Le premier ministre Philippe Couillard s’est livré mercredi à un grand déploiement pour présenter la nouvelle mouture du Plan Nord auquel son prédécesseur, Jean Charest, avait lui-même consacré deux lancements d’envergure. Mais la multiplication des annonces ne rend pas le projet plus solide. Le Plan Nord est au pire un mirage, au mieux un coup de dés.
Sur le fond, on y revient toujours : exploiter le Nord, c’est développer des mines. Est-ce là une activité au rendement assuré ? Non. Est-ce une activité qui nourrit le Trésor public québécois ? Non. Est-ce un secteur où la bonne entreprise citoyenne domine, ne serait-ce qu’en ramassant ses dégâts ? Non plus.

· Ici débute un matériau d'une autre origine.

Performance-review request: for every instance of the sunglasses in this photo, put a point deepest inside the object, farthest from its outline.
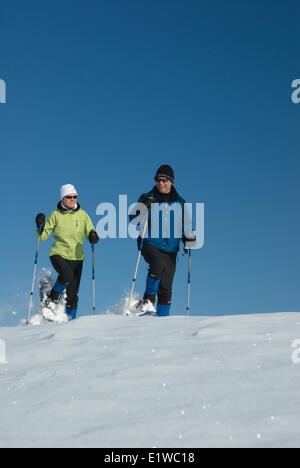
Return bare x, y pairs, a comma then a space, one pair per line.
163, 180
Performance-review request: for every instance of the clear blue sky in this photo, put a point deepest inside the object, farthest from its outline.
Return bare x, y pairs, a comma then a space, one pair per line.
100, 93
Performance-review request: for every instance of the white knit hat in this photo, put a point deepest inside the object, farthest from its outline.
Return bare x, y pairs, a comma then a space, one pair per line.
66, 190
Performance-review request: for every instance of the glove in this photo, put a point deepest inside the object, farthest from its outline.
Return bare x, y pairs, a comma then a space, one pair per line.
148, 201
190, 239
93, 237
40, 221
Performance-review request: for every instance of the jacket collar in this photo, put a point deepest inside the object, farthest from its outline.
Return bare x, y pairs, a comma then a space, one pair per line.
171, 197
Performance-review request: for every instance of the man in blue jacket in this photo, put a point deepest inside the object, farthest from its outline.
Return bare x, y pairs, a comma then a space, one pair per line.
161, 244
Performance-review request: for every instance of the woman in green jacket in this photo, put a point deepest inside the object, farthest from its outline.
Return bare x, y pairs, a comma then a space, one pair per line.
69, 225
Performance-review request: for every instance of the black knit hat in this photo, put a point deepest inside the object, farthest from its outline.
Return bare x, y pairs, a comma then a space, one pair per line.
165, 171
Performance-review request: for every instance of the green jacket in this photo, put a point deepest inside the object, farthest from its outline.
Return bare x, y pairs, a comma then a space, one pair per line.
69, 229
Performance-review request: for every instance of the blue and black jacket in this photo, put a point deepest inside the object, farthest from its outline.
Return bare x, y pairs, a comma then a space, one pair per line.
169, 214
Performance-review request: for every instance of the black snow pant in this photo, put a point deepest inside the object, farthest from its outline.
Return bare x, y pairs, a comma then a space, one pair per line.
162, 265
69, 272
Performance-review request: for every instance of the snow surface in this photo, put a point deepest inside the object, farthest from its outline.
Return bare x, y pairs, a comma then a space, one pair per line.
110, 381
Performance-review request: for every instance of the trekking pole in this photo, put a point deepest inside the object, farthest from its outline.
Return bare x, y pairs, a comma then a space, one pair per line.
94, 279
189, 282
34, 277
138, 262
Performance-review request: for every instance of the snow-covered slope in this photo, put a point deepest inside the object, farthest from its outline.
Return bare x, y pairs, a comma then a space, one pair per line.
110, 381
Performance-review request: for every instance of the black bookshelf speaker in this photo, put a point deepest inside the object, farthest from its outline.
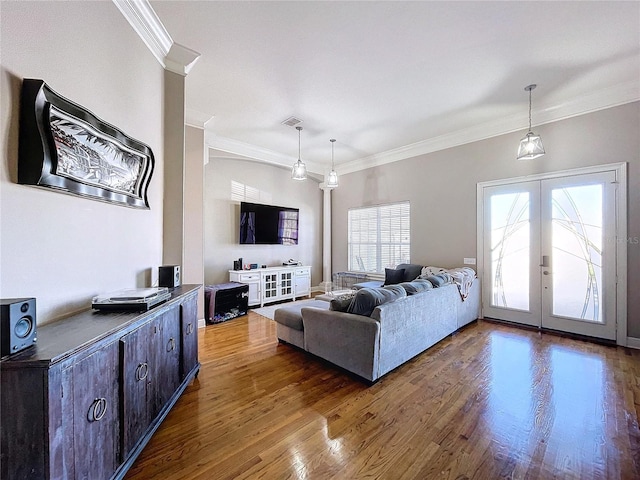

Et pourtant, au XXIe siècle, le Québec se lance dans l’extraction minière avec l’enthousiasme du chercheur d’or du XIXe siècle.
Certes, le gouvernement Couillard, représenté en force, a exposé mercredi un projet un peu moins ambitieux que celui de Jean Charest et enrobé de mesures visant à en assurer l’acceptabilité sociale. Ainsi, 50 % du territoire de 1,2 million de kilomètres carrés sera protégé de l’exploitation industrielle ; la collaboration avec les Inuits et les Premières Nations sera constante ; on comptera sur des énergies propres (l’éolien, la bioénergie) pour approvisionner les communautés isolées. De même, Québec mettra en place un mécanisme d’évaluation des impacts sur la santé des différents projets développés.
Intéressant ? Oui… en théorie. Mais dans les faits, quelle garantie avons-nous en matière environnementale, puisque le Bureau d’audiences publiques sur l’environnement n’a pas juridiction sur le territoire couvert par le Plan Nord ? De plus, parmi toutes les associations qui applaudissaient mercredi le retour en grand du Plan Nord, plusieurs se disaient préoccupées par ce 50 % de territoire soustrait à l’exploration, au prétexte notamment qu’il leur faut mieux connaître l’ensemble du Nord québécois. Ces pressions-là ne diminueront pas.
En matière de santé, le scepticisme s’impose : il n’y a pas ici de mandat indépendant donné à la Direction de la santé publique. Il s’agit plutôt « d’accompagner les entreprises », comme l’a expliqué la ministre Lucie Charlebois. À quoi s’ajoute le fait que la santé publique a largement écopé dans les compressions mises en place par le ministre de la Santé et des Services sociaux, Gaétan Barrette. On sait aussi que pour le gouvernement libéral, les enjeux de santé publique sont vus comme des enjeux politiques, donc contestables. Qui croira sérieusement que le gouvernement sera disposé à enquiquiner des entreprises, de qui il espère le renflouement des finances du Québec, avec des problèmes de santé physique ou mentale ?
Quant à la fortune qui nous attend — le Plan Nord étant, nous a-t-on dit mercredi, un « élément central pour assurer la prospérité du Québec » —, elle repose sur un pari de taille qui au fil des ans n’a pas changé : « On prépare la table pour des entreprises qui ne sont pas obligées de venir », ainsi que le résumait le professeur Jean-Thomas Bernard, spécialiste des ressources naturelles, lors du lancement de 2011 du Plan Nord.
Québec va ainsi investir près de 2 milliards dans les cinq prochaines années en espérant que le privé va se joindre à lui et que le fédéral viendra bonifier l’offre. Or les redevances minières n’ont rapporté que 23 millions de dollars au Trésor québécois l’an dernier. Notre mollesse pour aller chercher notre dû auprès des minières conjuguée aux fluctuations des prix, notamment du fer, interdit de croire que la manne tombera sur le Québec. Mais il y a un héritage dont nous sommes assurés : celui de payer seuls la facture des sites miniers abandonnés, comme c’est déjà le cas de 700 sites au Québec pour un montant de 1,2 milliard. La vraie rentabilité du Plan Nord commence là.